Organised retail is going to change the fortunes of farmers!
Yes, organised retail can ensure better prices for farm products, say the leading consultancy.
McKinsey is a big name in consulting. But consulting in agriculture is almost nil.
We have our own in-house consultancy (Vadamalai Consultancy Services-VCS) and we know from our experience that in Indian agriculture innovation and change wont come so easily. Not in our own lifetime, it seems!

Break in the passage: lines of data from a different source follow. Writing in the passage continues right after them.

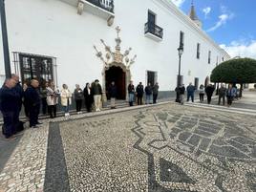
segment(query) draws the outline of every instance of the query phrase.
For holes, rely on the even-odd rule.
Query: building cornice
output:
[[[222,49],[214,40],[212,40],[209,35],[200,29],[186,14],[184,14],[177,6],[168,0],[152,0],[157,3],[160,3],[168,11],[170,11],[174,15],[176,15],[180,20],[186,24],[191,30],[201,34],[206,41],[211,43],[215,48],[217,48],[224,54],[230,56],[224,49]]]

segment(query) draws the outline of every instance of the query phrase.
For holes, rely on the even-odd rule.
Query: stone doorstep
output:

First, the government is sitting pretty in the agriculture sector and you can see the results of this overwhelming presence of the government in the primary sector. If we can accuse the UPA government we can point out the failure of the government to tackle the unprecedented farmer’s suicides and the more ironical aspect of the farmer’s suicides is that the tragic numbers come from Vidarbha and it is from there our President of India, Pratibha Patil hails from. Also, the strong man of Maharashtra, Sharad Pawar, the agriculture minister also hails from the state where the largest number of farmers suicides has taken place.
So, with all the political power and authority and all the expertise of men like Dr.Singh, we in India couldn’t tackle the agriculture crisis.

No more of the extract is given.